# Image Quilting

Andrew Vo

UC Berkeley COMPSCI 194-26, Fall 2020

## Introduction

The goal of this project is to implement an image quilting algorithm for texture synthesis and transfer. Texture synthesis is the process of expanding a small input texture sample into a larger one. Texture transfer is giving a target image the texture properties of a source image while maintaining its shape. Many of the methods in this project are inspired by this SIGGRAPH 2001 paper by Alexei Efros and William Freeman.

## Randomly Sampled Texture

Let's start with texture synthesis. The simplest way to expand a texture sample is to randomly sample small patches from the texture and stitch them together to create a larger texture. Several examples are shown below.

## Overlapping Patches

As you can see, randomly sampling patches creates a result that has a grid-like structure to it with many edge artifacts in the image. We want to create a smoother texture image that looks like it has not been sampled at all. In this section, we will improve our quilting algorithm by choosing samples with a high degree of similarity in overlapping regions between them.

Let's define two patches $B_1$ and $B_2$ with overlapping regions $B_{o_{1}}$ and $B_{o_{2}}$ respectively. Since we want the difference between the overlapping regions to be small, I took the sum of squared differences ($SSD$) of the overlapping regions and added the patches to a set $S$, ordered by their SSD value. This cost formula can be expressed in the equation below.

$$SSD = \sum \left(B_{o_{1}} - B_{o_{2}}\right)^2$$

After creating $S$, I filtered out the patches that were not within a constant factor of the minimum differing patch and finally randomly sampled a patch from the set to be put in our final texture. The filtering process is shown below. $B_{SSD}$ is the $SSD$ value of patch $B$ and $t$ is a small tolerance constant.

$$S = \{B\} \hspace{0.1in} s.t. \hspace{0.1in} B_{SSD} < B_{min_{SSD}} * (1 + t)$$

After implementing this algorithm, we can see that our results look significantly better than randomly choosing samples. Note that some of the images have black borders at the edges because the patches did not fit evenly in the resulting image shape.

## Seam Finding

Although our results from the previous section look excellent, we can still improve our textures by cutting the overlapping regions of patches along its minimum error boundary instead of cutting it in half. A diagram of this from the research paper is shown below.

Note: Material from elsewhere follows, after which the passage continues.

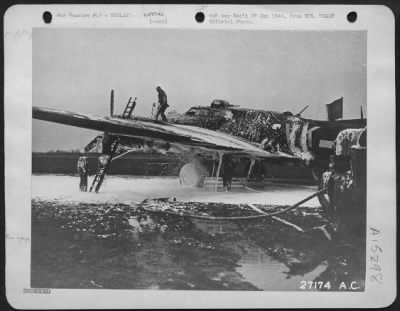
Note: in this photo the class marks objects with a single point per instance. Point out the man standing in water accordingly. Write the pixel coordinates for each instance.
(163, 104)
(228, 172)
(83, 172)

To find the minimum error boundary, we will need to use dynamic programming to find the minimum cost contiguous path from the top to the bottom of the overlap. We can utilize the same $SSD$ metric used in the previous section to guide our dynamic programming algorithm modeled below. $E$ represents the minimum cumulative error up to some position $(i, j)$ in our overlap area and $e$ represents the $SSD$ cost at some position $(i, j)$.

$$E(i, j) = e_{i, j} + min\{E(i - 1, j - 1), E(i - 1, j), E(i - 1, j + 1)\}$$

This process is illustrated with some example pictures.

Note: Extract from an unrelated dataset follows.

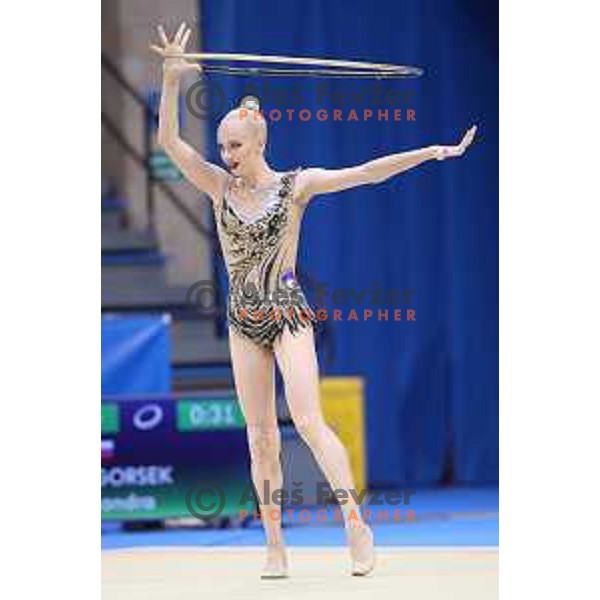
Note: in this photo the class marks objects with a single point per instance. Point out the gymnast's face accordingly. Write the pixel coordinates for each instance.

After applying seam finding to the images in the previous section and to several of my own images, these are the results:

## Comparing Methods

After going through the sections above, we can see how our results improved with each method.

## Texture Transfer

We can do more than just creating larger texture samples with our image quilting algorithm. Using our texture synthesis code, we can slightly modify it so that we can transfer textures from a source image to a target image. This modification involves adjusting our $SSD$ cost metric such that it takes in an additional term for a correspondence map $\overrightarrow{C}$ between the source and target images. This map allows us to pair patches between the images that have a similar corresponding quantity such as illuminance, orientation angles, etc. The redefined cost metric is shown below. $\alpha$ is a constant value between 0 and 1 that will determine the weight of our SSD terms.

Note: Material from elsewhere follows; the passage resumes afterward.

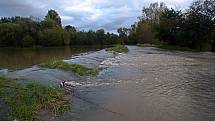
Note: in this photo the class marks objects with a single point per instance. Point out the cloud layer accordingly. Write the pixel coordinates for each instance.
(86, 14)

$$SSD = \alpha * \sum \left(B_{o_{1}} - B_{o_{2}}\right)^2 + (1 - \alpha) * SSD_{\overrightarrow{C}}$$

The results of texture transfer on some example images are shown below. For the correspondence map, I used the blurred illuminance values between images to define the pair relationships.

## Bells & Whistles

For Bells & Whistles, I coded my own cut function in Python. In my implementation, my function takes in the overlapping cost image as input and performs the dynamic programming algorithm described in the seam section. In addition to keeping track of the lowest cost error through the overlap, I stored the coordinate positions so that I could reconstruct the min-cost path working backward. Although my function was designed for vertical overlaps, it also works for horizontal overlaps by rotating the horizontal overlap to the right by 90 degrees. The path returned by my implementation would then simply have their $x$ and $y$ values swapped so that the seam travels from the left to the right of the overlap.

## Final Thoughts

Overall, this project was very interesting to work on! I had an enjoyable time coding the texture synthesis algorithms and creating funny texture transfer images. I had a lot of difficulty with image alignment in the overlapping and seam finding sections of the project but I was able to overcome these challenges by breaking down the texture creation into smaller subproblems. I am excited to see how else texture synthesis can be applied to images in unique ways!